Terça-feira, dia 8 de outubro, início de tarde, lojas praticamente vazias em dos shoppings mais frequentados de São Paulo.

Acompanho uma amiga disposta a renovar parte do guarda-roupa com peças casuais e esportivas, como calça jeans, camisas e blusinhas estampadas de viscose.

A loja, especializada em roupas para mulheres ‘mais maduras’, já havia sido escolhida antes de chegar ao shopping.

Aliás, um prato cheio para as vendedoras que deveriam estar ansiosas à espera de clientes num início de semana.

Na vitrine, várias peças chamaram a atenção da potencial cliente, como as peças coloridas da coleção Primavera- Verão.

Uma atendente chega e pergunta se poderia nos ajudar. Sim, disse minha amiga, já pedindo tamanhos maiores para os modelos de calças jeans que estavam à vista.

A loja estava às moscas. Foi outra atendente (não entendemos a razão) que subiu até o estoque para buscar as peças e conduzir o atendimento.

Como eu estava na função ‘personal stylist’, decidi olhar as roupas expostas e ver o que mais combinava com os tais jeans.

Selecionei as peças e pedi para a atendente buscá-las no tamanho da amiga, GG.

Assim que experimentava as roupas e gostava, a amiga-cliente mandava separá-las em uma pilha. A deia era comprar todas elas, e não escolher apenas uma ou duas peças após as provas.

Numa época difícil para fazer o consumidor abrir a carteira, quem não quer ter uma cliente dessas, que nem pergunta preços. Gostou, coloca as roupas em uma pilha para comprar.

O que aborrece numa situação como essa é ver uma vendedora sem qualquer entusiasmo para mostrar as peças – isto é, para vender.
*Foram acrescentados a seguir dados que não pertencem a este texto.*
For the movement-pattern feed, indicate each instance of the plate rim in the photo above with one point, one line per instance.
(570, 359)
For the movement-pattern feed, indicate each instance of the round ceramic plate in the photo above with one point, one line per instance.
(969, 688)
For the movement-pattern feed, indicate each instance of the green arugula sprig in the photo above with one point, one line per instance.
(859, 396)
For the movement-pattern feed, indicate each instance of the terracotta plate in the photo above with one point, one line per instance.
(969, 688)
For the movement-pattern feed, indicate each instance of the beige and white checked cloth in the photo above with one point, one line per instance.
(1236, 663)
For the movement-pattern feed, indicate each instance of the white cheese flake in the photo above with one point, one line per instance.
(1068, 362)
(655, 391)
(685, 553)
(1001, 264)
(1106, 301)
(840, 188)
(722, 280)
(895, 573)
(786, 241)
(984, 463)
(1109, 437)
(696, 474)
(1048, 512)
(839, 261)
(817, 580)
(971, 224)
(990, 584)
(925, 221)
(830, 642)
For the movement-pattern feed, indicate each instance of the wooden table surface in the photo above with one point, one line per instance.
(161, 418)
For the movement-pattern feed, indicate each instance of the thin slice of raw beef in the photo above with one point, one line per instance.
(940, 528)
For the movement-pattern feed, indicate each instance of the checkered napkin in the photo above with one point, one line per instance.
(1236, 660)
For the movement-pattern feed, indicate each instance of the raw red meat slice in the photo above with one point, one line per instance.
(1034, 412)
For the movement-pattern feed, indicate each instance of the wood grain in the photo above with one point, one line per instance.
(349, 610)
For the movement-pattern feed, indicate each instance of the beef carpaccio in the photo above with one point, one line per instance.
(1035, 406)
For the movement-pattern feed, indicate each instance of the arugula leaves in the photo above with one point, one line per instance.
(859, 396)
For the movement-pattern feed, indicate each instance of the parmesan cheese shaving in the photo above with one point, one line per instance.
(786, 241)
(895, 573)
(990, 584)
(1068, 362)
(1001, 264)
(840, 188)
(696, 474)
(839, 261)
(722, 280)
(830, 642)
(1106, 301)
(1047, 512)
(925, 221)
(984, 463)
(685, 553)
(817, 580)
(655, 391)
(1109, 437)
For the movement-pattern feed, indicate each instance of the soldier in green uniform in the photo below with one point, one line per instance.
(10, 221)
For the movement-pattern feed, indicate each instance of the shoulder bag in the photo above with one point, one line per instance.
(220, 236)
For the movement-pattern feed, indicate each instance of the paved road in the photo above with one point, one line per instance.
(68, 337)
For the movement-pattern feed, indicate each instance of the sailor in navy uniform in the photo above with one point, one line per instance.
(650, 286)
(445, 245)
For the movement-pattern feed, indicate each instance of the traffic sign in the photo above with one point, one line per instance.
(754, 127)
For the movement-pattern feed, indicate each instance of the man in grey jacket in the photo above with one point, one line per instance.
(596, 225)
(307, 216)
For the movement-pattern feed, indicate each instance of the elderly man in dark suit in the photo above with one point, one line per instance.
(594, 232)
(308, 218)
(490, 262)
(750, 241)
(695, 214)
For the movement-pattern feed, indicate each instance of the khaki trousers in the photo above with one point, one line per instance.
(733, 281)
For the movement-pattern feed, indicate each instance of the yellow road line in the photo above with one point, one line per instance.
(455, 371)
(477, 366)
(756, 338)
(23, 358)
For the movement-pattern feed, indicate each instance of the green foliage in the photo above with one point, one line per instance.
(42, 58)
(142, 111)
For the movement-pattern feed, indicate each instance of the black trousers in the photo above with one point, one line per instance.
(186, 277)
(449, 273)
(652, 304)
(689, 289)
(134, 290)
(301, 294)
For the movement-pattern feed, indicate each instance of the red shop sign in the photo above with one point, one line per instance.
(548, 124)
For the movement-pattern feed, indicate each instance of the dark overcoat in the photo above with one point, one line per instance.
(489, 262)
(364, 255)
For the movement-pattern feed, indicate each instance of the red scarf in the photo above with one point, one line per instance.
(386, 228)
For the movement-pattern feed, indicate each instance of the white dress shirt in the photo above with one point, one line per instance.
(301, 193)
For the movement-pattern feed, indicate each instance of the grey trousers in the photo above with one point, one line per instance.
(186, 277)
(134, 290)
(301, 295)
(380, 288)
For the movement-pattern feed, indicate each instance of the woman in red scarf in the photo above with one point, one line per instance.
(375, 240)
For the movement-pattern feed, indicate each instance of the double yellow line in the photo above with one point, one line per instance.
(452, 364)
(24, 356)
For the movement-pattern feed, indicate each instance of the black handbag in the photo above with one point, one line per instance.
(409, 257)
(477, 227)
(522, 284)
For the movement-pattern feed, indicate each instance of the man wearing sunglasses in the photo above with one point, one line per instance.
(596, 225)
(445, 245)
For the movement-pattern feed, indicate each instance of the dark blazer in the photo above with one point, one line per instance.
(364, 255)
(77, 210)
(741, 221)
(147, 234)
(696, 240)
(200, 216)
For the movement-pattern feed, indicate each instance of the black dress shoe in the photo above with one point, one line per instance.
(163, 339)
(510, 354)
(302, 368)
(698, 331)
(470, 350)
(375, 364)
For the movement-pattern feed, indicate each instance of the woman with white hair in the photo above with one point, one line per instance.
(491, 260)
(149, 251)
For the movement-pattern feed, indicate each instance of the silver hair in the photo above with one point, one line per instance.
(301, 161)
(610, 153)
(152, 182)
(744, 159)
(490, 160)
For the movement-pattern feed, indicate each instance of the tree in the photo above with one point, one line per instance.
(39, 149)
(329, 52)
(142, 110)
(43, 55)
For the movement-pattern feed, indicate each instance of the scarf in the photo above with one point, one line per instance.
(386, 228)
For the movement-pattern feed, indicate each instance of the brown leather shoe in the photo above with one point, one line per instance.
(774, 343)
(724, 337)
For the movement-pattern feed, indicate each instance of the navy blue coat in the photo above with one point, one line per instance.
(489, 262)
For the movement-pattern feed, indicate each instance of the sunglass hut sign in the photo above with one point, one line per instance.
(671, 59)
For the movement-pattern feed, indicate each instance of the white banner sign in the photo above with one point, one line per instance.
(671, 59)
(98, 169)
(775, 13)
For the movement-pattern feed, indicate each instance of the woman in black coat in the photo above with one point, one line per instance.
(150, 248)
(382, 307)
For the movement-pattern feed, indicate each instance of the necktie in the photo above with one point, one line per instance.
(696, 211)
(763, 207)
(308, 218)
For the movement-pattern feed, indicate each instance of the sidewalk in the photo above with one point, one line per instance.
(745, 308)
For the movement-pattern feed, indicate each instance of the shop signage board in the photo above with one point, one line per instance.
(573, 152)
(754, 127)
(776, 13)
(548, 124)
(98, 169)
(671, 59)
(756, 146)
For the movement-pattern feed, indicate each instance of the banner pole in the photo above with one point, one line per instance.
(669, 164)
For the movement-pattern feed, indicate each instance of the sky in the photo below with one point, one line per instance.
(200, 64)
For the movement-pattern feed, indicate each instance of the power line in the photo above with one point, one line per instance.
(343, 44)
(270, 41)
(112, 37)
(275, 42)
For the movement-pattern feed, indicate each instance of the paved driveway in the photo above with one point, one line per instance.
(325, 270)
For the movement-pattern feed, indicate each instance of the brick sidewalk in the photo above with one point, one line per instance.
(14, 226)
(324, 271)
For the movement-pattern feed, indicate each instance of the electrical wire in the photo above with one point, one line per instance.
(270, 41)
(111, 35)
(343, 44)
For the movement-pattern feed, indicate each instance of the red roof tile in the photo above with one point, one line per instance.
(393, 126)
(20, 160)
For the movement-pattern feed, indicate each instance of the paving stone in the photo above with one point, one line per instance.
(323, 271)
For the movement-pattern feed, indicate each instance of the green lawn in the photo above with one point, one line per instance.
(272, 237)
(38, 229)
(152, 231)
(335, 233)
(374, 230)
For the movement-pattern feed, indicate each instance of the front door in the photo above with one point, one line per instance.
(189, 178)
Eu, na função de ‘personal stylist’, estava mais entusiasmada em ver as tais blusinhas na amiga-cliente do que a própria ou as próprias atendentes.

Aliás, elas estavam mais interessadas na conversa paralela entre elas, sem prestar atenção no que acontecia no provador.
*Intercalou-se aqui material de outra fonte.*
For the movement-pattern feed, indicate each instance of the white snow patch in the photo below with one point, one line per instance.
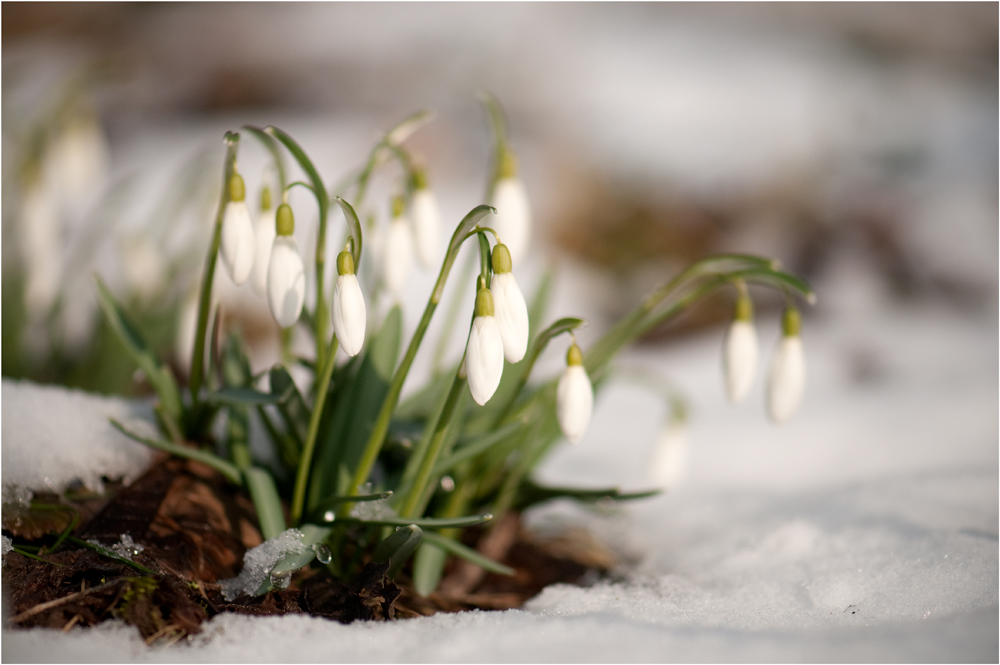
(258, 562)
(54, 436)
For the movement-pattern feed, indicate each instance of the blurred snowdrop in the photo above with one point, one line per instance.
(574, 396)
(426, 222)
(668, 465)
(264, 235)
(397, 256)
(787, 379)
(740, 353)
(511, 310)
(484, 355)
(513, 219)
(349, 316)
(238, 247)
(286, 278)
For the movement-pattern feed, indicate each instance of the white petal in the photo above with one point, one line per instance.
(511, 315)
(264, 234)
(426, 227)
(484, 358)
(238, 245)
(513, 219)
(286, 281)
(398, 257)
(787, 379)
(739, 359)
(349, 316)
(574, 402)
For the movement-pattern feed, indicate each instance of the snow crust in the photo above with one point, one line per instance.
(54, 436)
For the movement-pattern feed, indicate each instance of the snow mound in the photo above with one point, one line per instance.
(54, 436)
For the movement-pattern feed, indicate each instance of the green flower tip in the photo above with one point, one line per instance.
(574, 356)
(284, 220)
(500, 259)
(791, 322)
(345, 263)
(237, 190)
(508, 165)
(484, 302)
(744, 309)
(398, 206)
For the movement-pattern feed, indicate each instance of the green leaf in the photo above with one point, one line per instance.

O que uma vendedora deve fazer quando vê uma cliente disposta a experimentar roupa sem sequer olhar preço?

De acordo com especialistas em varejo, uma consumidora como esta amiga tem de ser tratada a pão de ló.
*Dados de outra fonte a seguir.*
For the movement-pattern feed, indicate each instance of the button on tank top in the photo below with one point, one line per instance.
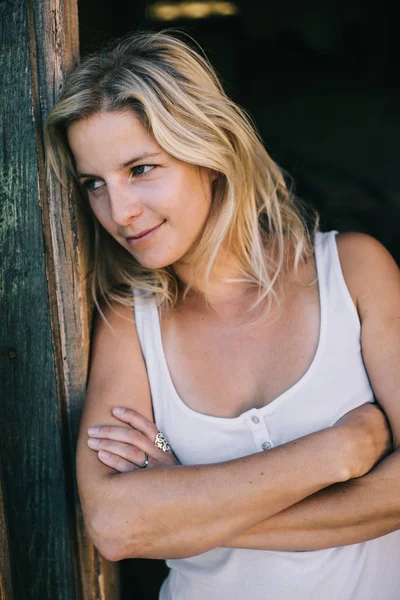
(335, 383)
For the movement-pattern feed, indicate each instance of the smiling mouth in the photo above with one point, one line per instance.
(144, 233)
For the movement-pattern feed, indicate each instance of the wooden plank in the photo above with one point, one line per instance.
(6, 592)
(31, 448)
(54, 51)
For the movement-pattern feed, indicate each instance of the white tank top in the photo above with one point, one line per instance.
(335, 383)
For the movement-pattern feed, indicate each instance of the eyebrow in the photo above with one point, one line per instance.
(127, 163)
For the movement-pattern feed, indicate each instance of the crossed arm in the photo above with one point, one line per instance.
(166, 511)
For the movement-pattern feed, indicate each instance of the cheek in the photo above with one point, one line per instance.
(101, 212)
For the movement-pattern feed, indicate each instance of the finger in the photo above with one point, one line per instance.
(125, 451)
(136, 420)
(127, 435)
(116, 462)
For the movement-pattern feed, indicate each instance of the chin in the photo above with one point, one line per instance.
(154, 262)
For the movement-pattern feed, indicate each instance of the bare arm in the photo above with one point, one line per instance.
(181, 511)
(367, 507)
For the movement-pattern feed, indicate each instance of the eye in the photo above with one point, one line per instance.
(141, 170)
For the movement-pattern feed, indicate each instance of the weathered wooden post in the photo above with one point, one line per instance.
(45, 318)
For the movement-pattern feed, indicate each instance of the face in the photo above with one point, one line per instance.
(153, 204)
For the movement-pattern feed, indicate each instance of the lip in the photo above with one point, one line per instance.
(143, 235)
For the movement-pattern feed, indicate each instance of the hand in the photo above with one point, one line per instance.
(367, 438)
(125, 448)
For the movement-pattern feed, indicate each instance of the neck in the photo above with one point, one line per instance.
(224, 289)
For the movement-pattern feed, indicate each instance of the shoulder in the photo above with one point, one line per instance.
(117, 368)
(371, 274)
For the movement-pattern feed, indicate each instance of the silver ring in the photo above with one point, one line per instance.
(146, 461)
(162, 442)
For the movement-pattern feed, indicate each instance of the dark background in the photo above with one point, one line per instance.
(321, 81)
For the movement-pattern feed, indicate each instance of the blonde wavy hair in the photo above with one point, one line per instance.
(176, 94)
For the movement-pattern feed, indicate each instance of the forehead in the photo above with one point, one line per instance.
(106, 140)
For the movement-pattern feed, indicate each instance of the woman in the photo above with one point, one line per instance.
(254, 349)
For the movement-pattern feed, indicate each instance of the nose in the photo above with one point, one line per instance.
(124, 204)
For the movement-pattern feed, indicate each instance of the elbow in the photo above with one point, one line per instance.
(112, 541)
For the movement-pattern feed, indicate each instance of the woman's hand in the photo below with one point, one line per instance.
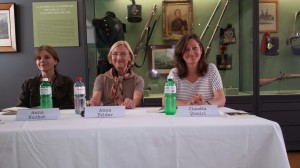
(129, 104)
A vendedora precisa estar treinada para identificar essa consumidora, analisar o que lhe cai bem e mostrar o que tem na loja.

Se não tem nada, deve pegar o fone da cliente, buscar as roupas, e trazê-la de volta à loja.

Se o cliente quer calça jeans e blusa, e já escolheu as peças, é o caso de oferecer também complementos, como coletes, colares, cintos, blazers, cardigans.

Tudo isso tinha na loja em que estávamos, mas não foi oferecido.

Neste caso citado, a vendedora não teve empenho, mas pode-se dizer que teve sorte.

Graças à minha ajuda, e sem qualquer esforço dela, conseguiu vender R$ 1.500 em uma única venda no início de tarde de uma terça-feira.

Se tivesse sido treinada, muito provavelmente, teria faturado muito mais. Talvez o dobro, engordando a comissão no final do mês.

A crise econômica, o-ecommerce contribuem para deixar as lojas mais vazias. Mas é fato também que o atendimento das lojas brasileiras deixa muito a desejar.

De acordo com consultores de varejo, o poder do sorriso e de um bom atendimento faz a diferença no faturamento de uma loja até em tempos de crise.